Renewable energy stock TPI Composites (TPIC -4.48%) has made a lot of investors happy in 2020. The stock has more than doubled this year, and its move comes down to a lot more than just investor interest in wind energy and/or speculation over a U.S. policy shift with regard to renewable energy. Simply put, there's evidence to suggest a favorable structural shift in the industry for TPI. Here's what happened and why.
First, some background on TPI. The company is the largest independent manufacturer of composite wind blades for the wind energy market. While the blades are the most prominent part of a wind turbine, they only contribute 22% of total installed turbine costs. As such, wind turbine manufacturers can focus on generating margin on the non-blade components like turbines, while still outsourcing blade manufacturing to TPI.
Its customers have 52% of the global onshore wind market and 88% of the global market excluding China, so TPI is a key supplier to all the leading Western players in the industry, including General Electric (GE -0.85%) and Vestas Wind Systems (VWDRY -0.94%) -- more to come on them in a moment.
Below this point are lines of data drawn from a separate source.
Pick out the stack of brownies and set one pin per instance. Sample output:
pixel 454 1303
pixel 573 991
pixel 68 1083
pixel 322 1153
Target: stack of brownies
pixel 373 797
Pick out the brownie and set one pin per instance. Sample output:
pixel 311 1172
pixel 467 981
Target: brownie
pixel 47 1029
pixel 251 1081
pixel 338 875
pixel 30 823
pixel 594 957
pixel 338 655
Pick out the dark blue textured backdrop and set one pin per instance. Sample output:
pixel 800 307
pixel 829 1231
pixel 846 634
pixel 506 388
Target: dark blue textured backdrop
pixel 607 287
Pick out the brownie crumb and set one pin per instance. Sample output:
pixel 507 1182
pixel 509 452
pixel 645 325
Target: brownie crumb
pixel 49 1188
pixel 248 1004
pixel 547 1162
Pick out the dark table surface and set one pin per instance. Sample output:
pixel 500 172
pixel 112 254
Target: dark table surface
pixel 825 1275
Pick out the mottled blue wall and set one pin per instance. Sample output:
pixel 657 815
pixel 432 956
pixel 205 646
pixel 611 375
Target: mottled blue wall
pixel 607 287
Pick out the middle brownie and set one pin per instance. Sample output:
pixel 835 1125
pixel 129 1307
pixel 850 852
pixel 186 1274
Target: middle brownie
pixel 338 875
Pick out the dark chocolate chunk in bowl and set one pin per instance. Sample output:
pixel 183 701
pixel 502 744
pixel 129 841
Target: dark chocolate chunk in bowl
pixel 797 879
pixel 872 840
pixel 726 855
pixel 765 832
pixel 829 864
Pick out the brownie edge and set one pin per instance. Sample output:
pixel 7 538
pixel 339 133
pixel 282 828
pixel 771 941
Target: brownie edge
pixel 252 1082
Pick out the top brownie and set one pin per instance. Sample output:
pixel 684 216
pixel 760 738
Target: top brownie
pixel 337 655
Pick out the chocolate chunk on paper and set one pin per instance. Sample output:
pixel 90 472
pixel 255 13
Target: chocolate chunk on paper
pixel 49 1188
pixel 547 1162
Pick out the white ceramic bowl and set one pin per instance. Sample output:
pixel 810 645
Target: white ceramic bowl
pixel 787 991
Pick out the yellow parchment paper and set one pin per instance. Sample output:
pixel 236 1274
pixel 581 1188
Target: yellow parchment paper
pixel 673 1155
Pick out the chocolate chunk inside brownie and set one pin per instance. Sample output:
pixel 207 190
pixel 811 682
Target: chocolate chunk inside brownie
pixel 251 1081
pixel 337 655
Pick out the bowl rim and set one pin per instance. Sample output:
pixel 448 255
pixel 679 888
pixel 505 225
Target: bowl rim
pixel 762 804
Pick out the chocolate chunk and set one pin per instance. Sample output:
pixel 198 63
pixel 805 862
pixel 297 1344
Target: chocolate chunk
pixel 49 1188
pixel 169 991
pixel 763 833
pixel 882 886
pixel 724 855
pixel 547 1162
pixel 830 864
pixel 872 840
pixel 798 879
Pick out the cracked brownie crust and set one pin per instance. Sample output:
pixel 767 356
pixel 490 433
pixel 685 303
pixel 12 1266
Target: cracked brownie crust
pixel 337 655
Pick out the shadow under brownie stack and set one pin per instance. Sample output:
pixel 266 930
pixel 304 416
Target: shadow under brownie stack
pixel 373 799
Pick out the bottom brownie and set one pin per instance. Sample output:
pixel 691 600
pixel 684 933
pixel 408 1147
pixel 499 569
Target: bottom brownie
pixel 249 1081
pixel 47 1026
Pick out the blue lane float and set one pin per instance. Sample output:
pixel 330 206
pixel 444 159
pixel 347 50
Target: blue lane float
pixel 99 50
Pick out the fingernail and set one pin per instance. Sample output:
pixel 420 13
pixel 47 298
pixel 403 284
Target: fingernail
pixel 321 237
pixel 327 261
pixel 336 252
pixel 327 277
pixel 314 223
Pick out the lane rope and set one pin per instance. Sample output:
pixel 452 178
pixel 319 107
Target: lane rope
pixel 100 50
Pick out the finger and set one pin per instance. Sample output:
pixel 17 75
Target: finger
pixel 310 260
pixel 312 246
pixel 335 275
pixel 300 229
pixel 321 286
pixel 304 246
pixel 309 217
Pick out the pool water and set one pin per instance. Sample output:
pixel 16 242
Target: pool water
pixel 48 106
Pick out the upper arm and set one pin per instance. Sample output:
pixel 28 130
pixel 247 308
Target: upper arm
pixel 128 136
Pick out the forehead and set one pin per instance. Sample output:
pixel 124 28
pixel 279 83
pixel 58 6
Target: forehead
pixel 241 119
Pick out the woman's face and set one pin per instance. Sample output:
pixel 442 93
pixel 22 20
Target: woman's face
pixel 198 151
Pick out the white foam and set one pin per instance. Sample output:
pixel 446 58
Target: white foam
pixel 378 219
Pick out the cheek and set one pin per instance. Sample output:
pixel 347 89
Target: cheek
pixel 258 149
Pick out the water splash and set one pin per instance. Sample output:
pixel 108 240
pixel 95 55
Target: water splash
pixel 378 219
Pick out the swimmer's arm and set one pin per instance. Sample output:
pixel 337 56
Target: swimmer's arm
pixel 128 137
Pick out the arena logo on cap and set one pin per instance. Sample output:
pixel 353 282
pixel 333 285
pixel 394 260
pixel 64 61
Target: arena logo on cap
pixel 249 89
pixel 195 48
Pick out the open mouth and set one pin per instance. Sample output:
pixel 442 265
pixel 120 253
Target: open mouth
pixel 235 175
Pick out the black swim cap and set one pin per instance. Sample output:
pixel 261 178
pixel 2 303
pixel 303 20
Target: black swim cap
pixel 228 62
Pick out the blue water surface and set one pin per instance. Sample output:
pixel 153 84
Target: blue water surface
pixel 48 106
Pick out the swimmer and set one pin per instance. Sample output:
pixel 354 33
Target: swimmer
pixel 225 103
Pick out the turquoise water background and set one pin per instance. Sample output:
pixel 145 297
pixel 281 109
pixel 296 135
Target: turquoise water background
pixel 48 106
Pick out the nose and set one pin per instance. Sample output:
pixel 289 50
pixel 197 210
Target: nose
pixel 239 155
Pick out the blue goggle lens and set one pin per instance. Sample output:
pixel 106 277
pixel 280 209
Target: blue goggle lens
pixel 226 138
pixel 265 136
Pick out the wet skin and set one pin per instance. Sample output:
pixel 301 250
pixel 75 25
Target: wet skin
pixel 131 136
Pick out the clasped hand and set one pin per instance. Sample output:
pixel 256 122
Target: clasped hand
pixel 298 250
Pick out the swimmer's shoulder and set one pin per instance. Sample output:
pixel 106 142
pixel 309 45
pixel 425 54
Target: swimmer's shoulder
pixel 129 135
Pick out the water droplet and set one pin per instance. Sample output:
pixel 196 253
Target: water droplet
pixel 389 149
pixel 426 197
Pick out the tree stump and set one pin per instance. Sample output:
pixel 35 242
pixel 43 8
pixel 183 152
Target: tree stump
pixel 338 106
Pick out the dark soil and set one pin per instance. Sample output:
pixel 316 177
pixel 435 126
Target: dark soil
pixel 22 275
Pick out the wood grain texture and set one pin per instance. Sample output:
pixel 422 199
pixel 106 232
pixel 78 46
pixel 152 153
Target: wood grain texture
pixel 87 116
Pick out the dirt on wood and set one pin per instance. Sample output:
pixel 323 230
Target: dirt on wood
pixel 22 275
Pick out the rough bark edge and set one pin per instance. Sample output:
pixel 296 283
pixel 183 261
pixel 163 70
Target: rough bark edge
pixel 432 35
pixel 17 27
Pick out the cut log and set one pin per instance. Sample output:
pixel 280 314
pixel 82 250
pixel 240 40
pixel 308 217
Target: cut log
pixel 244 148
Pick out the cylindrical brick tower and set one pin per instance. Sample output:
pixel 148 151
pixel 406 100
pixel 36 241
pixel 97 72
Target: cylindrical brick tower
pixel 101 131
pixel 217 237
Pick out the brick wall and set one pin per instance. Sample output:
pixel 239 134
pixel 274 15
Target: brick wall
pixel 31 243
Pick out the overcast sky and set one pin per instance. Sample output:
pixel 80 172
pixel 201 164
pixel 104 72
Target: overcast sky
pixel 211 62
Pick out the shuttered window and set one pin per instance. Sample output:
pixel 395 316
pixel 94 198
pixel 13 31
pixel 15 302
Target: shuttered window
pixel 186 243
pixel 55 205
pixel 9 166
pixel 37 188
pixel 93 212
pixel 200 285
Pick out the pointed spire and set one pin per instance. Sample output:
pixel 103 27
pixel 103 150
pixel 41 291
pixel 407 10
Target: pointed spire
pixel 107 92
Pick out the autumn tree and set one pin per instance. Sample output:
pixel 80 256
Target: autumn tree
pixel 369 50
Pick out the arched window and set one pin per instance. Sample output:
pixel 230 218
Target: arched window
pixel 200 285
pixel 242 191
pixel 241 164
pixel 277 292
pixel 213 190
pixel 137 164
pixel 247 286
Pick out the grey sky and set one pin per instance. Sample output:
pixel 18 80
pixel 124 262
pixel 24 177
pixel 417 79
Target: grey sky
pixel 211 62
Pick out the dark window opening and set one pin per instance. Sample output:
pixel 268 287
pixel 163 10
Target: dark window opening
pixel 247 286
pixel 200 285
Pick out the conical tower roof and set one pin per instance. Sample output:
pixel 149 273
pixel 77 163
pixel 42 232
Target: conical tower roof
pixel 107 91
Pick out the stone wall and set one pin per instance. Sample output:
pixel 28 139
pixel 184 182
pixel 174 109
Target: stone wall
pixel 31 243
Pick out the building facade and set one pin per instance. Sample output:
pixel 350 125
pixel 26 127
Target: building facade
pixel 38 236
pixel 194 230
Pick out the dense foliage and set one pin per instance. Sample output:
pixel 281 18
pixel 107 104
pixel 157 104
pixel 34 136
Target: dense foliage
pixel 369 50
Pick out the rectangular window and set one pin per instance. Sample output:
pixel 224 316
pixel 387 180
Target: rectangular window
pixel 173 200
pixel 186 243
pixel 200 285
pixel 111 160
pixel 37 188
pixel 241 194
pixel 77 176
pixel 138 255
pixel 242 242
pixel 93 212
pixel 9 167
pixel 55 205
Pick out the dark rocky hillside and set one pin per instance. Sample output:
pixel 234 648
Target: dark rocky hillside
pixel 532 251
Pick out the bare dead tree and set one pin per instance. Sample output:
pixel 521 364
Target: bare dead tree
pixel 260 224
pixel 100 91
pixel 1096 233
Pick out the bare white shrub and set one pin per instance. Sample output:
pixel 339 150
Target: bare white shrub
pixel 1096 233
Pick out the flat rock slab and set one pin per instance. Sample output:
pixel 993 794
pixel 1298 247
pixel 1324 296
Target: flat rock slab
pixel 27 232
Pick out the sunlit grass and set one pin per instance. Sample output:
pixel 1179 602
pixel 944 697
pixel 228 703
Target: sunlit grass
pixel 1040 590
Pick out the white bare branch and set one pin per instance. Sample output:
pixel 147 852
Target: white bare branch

The investment case for TPI Composites rests on the idea that the wind power industry will grow and that TPI will win market share within it. Focusing on the latter, investors in TPI will be hoping for the following:
- Wind power companies will continue to outsource blade manufacturing as opposed to manufacturing in-house.
- The movement toward larger blades will continue, as it favors the larger blades that TPI manufactures.
- TPI's regional footprint (manufacturing facilities in the U.S., Mexico, Turkey, India, and China) will position it to benefit from regional industry demand.
Putting it all together, it seems TPI is in a very favorable position to benefit from continued growth. However, high growth markets rarely operate in still waters, and wind energy is no different. In fact, something happened in 2017 that raised significant questions around TPI's future prospects.
General Electric buys LM Wind Power
The deal to buy TPI's largest competitor, LM Wind Power, threw the cat among the pigeons within the wind power industry. By purchasing LM Wind Power, GE added significant in-house manufacturing capability in its efforts to build scale in the industry.
However, the deal was seen as problematic for TPI for two main reasons:
- GE is a major customer of TPI (see chart above) and it might, and may, decide to reduce its business with TPI or terminate supply agreements in favor of using LM Wind Power -- a risk cited in TPI's filings at the SEC.
- The deal might have marked a shift in the trend in the industry toward insourcing production rather than outsourcing to companies like TPI.
These two concerns represent a significant threat to TPI's business. However, events have continued to move in favor of TPI, and there's real evidence to suggest that they will not prove as big as an issue as many initially feared.
Events moving in TPI's favor in 2020
Starting with GE, the good news is that, since the LM Wind Power acquisition, GE has been expanding its supply agreements with TPI. For example, in 2018, GE extended its supply agreement for another two years (to 2022) for one of TP's Mexico facilities. In 2019, GE agreed to shift toward a larger blade model in TPI's Iowa facility.
Moreover, on TPI's second-quarter earnings release in August, management announced that "we extended two supply agreements with GE: one in Iowa through 2021 with an option to extend through 2022 and one in Juarez, Mexico through 2022. We will also be adding another production line in Mexico to provide for GE's wind turbine technologies in North America."
Clearly, the LM Wind Power deal hasn't, as yet, diminished GE's relationship with TPI. Turning to the issue of insourcing versus outsourcing, there's evidence to suggest the trend toward outsourcing (good for TPI) is still in place.
Hexcel (HXL -2.32%) is a manufacturer of composites for the aerospace and wind power industries. In common with TPI, Hexcel's primary customer is Denmark's Vestas. However, Hexcel sells directly to Vestas by way of the latter's in-house manufacturing operations, whereas TPI benefits from Vestas' spending on outsourcing.
Unfortunately, during its third-quarter earnings call in October, Hexcel's CEO Nick Stanage announced that its "major wind energy customers shifted their U.S. blade operation to an outsourced model rather than using Hexcel's glass fiber composite material to manufacture the blades in-house for the Americas region." As such, Hexcel will be closing a facility in Colorado. Moreover, Vestas recently announced it would be cutting 185 jobs in its own blade production facility in Colorado.
Why TPI Composites soared in 2020
The rise in TPI's stock this year comes as a consequence of its own operational execution and because some of the risk around the stock appears to be dissipating. The GE deal to buy LM Wind Power in 2017 hasn't slowed down its relationship with TPI, and the industry trend continues to be toward outsourcing blade production. That's good news for TPI, and a large part of the reason why the stock has soared in 2020.